Faulconer, Other Stadium Backers Highlight Chargers' Role In San Diego
At a news conference at Chargers Park on Tuesday, city and team officials emphasized the importance of the Chargers football team to San Diego in encouraging residents to vote in the upcoming election, especially to support plans for a downtown stadium.
Measure C would set up a framework to build a stadium and convention center annex near Petco Park. Because it would raise hotel room taxes, it requires two-third support to pass.
"A vote for C is a vote to keep the Chargers in San Diego. It's also a vote for the future of our city," said Mayor Kevin Faulconer, who endorsed the measure after agreeing with team officials on certain safeguards.
"I believe it's very important for San Diegans to have professional sports — it brings us together just like music, arts, strong cultural institutions — professional sports are one of the building blocks of a world-class city," he said at the news conference alongside Chargers President A.G. Spanos.
While the Chargers' plans to build a new stadium in Los Angeles County, in conjunction with the Oakland Raiders, was shot down by National Football League earlier this year, the team has a deal in place to become the second team in a future facility in Inglewood, along with the Rams.
With Measure C trailing badly in the polls, it's unclear whether the Chargers would exercise that option if the proposition fails next month. Some observers have suggested that Faulconer's agreement with the team could lay the foundation for a Plan B in San Diego.
Chargers President A.G. Spanos handed the mayor a No. 16 jersey that said "Yes on C" on the back.
Chargers signal-caller Philip Rivers said he took Peyton Manning's retirement speech about being the quarterback of a city to heart and understands the "special bond" of the community with the team.

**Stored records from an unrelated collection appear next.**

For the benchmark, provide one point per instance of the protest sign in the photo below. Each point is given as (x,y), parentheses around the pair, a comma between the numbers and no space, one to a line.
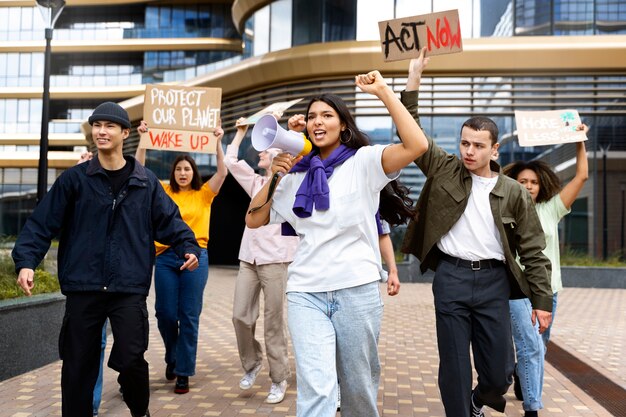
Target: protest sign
(180,118)
(279,107)
(538,128)
(403,38)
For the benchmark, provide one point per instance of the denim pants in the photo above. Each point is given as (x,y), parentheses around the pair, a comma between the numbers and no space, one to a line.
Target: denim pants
(178,306)
(335,336)
(530,351)
(272,279)
(546,335)
(472,308)
(97,389)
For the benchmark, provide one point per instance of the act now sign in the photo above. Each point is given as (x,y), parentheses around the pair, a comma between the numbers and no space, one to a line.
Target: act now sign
(403,38)
(181,119)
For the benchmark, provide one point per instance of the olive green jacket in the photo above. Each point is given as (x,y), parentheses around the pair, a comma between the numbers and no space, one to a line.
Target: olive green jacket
(442,202)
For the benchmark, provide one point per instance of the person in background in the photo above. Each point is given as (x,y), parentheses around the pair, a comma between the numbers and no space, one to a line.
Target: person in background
(552,203)
(330,198)
(472,223)
(179,293)
(107,213)
(264,256)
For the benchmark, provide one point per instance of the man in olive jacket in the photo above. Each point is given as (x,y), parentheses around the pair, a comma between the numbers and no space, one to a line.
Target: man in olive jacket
(472,223)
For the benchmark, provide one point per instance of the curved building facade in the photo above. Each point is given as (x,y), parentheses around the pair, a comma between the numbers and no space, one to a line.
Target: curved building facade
(517,55)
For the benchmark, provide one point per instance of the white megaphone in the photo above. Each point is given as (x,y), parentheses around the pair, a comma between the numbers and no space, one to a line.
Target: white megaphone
(267,133)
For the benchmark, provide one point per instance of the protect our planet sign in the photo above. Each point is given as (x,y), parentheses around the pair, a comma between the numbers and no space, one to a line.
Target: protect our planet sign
(181,118)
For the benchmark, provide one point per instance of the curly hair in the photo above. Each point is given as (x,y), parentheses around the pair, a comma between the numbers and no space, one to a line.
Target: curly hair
(549,182)
(395,204)
(351,137)
(196,181)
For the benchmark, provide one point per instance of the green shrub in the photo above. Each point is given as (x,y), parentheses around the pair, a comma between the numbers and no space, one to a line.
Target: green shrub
(574,258)
(45,282)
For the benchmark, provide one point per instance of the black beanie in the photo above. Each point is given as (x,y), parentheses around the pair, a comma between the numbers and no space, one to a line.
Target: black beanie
(110,112)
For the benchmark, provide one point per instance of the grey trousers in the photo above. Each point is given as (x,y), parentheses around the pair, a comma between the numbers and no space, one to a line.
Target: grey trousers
(272,279)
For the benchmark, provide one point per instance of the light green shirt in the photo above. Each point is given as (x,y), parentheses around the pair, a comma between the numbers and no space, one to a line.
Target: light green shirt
(550,214)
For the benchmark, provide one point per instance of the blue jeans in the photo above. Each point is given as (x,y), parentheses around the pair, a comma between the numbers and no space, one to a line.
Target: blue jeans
(178,305)
(337,328)
(546,335)
(530,352)
(97,389)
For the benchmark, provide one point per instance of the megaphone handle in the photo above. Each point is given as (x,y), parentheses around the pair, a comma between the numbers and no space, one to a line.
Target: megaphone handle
(270,192)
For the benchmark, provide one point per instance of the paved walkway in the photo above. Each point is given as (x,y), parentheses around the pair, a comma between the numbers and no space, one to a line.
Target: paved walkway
(591,324)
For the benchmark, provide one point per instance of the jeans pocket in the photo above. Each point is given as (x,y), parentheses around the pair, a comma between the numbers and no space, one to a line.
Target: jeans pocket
(62,335)
(146,326)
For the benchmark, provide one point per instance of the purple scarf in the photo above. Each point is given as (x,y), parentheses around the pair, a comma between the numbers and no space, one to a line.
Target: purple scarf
(314,188)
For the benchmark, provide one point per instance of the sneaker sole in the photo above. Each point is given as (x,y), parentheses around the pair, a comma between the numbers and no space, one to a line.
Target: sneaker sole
(276,401)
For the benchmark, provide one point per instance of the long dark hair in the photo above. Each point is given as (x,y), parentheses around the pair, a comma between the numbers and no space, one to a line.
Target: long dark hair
(352,137)
(196,181)
(396,207)
(549,182)
(395,204)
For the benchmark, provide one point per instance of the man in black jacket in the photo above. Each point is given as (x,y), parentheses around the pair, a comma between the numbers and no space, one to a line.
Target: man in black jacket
(107,213)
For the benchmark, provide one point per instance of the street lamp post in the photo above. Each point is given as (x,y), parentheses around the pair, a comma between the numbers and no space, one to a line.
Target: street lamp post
(50,10)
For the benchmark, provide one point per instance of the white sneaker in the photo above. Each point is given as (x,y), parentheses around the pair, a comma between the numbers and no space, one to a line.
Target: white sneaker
(248,379)
(338,398)
(277,392)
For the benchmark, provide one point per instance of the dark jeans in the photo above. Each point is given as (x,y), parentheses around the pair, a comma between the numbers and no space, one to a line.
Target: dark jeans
(473,307)
(80,347)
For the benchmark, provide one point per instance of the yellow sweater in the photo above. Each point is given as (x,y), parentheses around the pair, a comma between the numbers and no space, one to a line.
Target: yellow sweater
(195,209)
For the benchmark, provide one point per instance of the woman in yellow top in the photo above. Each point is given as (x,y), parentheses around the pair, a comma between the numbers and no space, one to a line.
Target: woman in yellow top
(179,293)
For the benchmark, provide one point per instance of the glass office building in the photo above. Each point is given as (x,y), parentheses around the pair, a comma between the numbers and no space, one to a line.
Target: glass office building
(518,55)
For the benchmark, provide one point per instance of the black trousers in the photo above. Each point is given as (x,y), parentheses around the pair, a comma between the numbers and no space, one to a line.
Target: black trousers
(473,307)
(79,347)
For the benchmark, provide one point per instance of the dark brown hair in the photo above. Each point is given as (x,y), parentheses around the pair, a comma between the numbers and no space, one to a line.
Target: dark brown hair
(196,181)
(549,183)
(479,123)
(352,137)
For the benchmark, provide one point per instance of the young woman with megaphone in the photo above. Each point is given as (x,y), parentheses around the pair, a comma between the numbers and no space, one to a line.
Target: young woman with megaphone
(264,255)
(330,198)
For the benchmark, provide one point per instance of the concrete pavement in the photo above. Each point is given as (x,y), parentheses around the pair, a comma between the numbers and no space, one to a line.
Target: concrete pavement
(590,324)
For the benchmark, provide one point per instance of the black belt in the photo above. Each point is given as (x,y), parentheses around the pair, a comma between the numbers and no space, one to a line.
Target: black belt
(473,265)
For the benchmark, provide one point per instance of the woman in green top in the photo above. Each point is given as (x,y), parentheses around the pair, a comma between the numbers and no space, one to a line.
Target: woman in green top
(552,203)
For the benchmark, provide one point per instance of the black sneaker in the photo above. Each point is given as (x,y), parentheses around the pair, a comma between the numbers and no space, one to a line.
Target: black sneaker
(169,372)
(182,385)
(517,386)
(476,411)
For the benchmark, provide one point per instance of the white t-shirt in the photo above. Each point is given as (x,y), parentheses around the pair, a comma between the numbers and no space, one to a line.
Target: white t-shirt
(338,247)
(475,235)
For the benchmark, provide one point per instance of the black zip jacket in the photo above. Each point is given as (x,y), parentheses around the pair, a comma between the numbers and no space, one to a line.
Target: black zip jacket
(106,242)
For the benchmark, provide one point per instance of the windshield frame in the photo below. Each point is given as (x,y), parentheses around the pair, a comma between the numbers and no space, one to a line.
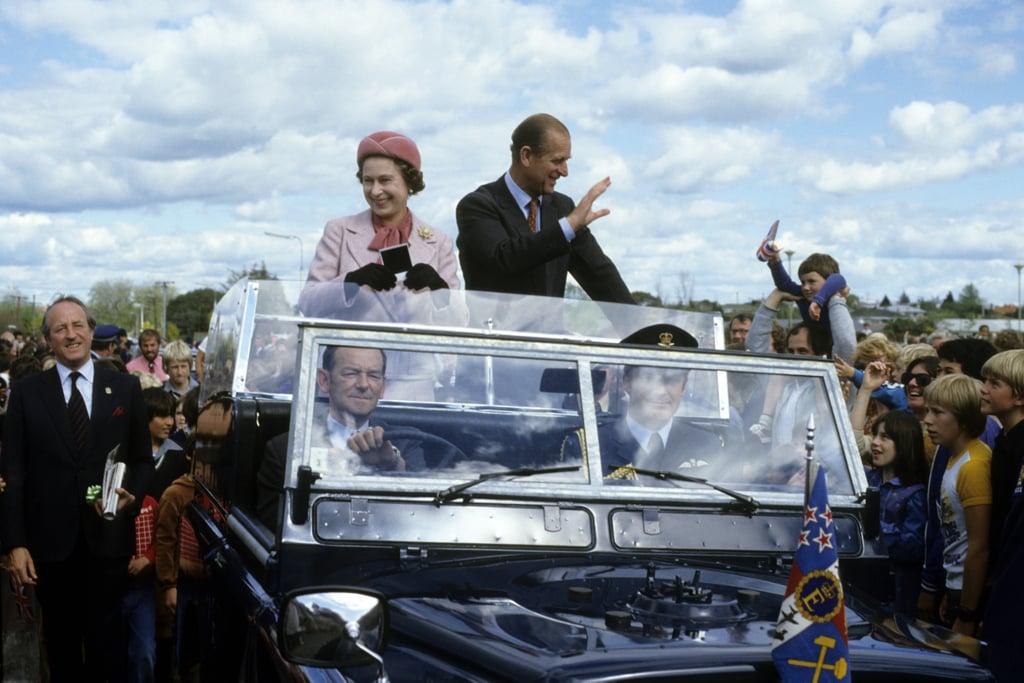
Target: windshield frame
(313,336)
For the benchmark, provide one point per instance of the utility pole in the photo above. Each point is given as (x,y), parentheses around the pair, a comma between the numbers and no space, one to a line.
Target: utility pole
(163,330)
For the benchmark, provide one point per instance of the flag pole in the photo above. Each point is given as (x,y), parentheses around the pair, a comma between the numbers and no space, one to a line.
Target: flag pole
(808,459)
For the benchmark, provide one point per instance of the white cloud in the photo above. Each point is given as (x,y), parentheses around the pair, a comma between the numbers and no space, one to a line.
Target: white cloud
(210,122)
(899,32)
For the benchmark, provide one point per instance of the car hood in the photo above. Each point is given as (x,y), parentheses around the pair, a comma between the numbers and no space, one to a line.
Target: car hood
(550,621)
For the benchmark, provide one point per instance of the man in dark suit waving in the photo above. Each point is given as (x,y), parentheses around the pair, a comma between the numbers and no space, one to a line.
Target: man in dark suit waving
(518,236)
(61,424)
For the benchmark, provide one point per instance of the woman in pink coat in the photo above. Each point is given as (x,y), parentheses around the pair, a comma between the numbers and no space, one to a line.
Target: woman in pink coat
(347,278)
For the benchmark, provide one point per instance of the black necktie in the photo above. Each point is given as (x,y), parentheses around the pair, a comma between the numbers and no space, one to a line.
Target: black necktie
(654,446)
(531,216)
(76,411)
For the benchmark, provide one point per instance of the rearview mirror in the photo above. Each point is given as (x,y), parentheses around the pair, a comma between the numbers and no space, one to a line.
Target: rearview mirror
(333,628)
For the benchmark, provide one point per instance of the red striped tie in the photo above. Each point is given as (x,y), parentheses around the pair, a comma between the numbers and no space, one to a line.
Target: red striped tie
(531,216)
(76,411)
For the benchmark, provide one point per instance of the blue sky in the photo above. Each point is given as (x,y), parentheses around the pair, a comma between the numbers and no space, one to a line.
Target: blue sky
(160,140)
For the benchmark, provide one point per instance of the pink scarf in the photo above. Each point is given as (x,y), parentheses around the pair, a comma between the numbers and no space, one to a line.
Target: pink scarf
(391,236)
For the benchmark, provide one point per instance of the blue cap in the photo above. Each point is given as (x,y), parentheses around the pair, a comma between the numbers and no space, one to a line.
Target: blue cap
(105,333)
(666,336)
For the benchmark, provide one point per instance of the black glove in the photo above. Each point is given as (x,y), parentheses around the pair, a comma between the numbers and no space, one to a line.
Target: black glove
(373,275)
(423,274)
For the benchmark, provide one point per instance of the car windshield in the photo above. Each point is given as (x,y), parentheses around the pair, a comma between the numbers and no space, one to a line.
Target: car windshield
(473,384)
(503,412)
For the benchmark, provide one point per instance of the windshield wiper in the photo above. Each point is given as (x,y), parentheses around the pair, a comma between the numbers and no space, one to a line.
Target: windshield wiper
(446,495)
(750,503)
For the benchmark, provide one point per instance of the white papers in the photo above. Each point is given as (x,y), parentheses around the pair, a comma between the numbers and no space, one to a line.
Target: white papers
(114,474)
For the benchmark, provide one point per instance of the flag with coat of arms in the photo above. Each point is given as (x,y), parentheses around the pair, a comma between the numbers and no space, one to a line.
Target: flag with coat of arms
(810,642)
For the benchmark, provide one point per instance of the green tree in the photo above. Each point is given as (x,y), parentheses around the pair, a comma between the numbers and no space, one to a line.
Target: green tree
(969,302)
(111,301)
(189,312)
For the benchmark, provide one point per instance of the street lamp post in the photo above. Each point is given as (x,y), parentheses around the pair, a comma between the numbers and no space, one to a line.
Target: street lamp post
(788,266)
(138,329)
(290,237)
(1019,266)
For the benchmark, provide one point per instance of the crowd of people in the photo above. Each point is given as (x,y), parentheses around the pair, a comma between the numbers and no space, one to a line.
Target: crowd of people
(938,422)
(104,613)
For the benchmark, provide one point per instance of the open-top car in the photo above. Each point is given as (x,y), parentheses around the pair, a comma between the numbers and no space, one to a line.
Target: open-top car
(513,529)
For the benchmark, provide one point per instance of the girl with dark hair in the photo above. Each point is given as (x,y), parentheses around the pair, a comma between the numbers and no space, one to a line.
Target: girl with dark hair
(899,472)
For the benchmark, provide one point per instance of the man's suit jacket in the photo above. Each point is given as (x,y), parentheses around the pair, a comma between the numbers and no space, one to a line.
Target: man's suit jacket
(499,253)
(44,506)
(686,443)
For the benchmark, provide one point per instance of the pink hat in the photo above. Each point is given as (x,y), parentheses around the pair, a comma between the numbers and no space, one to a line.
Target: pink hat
(388,143)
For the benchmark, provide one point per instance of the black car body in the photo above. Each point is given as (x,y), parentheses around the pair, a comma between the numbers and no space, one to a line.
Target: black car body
(530,556)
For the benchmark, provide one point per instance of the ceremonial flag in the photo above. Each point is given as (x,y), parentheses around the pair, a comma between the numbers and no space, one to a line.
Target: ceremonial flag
(810,639)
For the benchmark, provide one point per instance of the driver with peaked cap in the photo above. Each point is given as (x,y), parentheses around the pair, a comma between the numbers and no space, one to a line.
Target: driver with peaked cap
(649,435)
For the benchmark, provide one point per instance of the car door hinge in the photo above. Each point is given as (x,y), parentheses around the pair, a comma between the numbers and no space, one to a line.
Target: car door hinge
(412,557)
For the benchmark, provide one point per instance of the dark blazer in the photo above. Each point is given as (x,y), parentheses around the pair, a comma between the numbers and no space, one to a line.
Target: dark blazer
(686,443)
(44,507)
(498,252)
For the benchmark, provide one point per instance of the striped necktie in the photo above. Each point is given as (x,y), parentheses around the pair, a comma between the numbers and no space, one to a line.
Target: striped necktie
(654,446)
(531,216)
(76,411)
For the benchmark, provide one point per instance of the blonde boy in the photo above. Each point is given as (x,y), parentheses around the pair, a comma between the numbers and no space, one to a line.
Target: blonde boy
(1003,395)
(953,419)
(177,365)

"I can't imagine the Chargers not being the San Diego Chargers," Rivers said. "Voting yes on Measure C gives the Chargers the best chance to remain the San Diego Chargers and to play here in San Diego."
Opponents contend that Measure C would be a giveaway to a billionaire owner, and that the mayor's deal with the team to protect the city's general fund from a shortfall in new tax revenue is not legally binding.
The city's hotel room tax is currently 10.5 percent, plus a 2 percent fee that funds tourism marketing. If Measure C passes, the rate would rise to a total of 16.5 percent.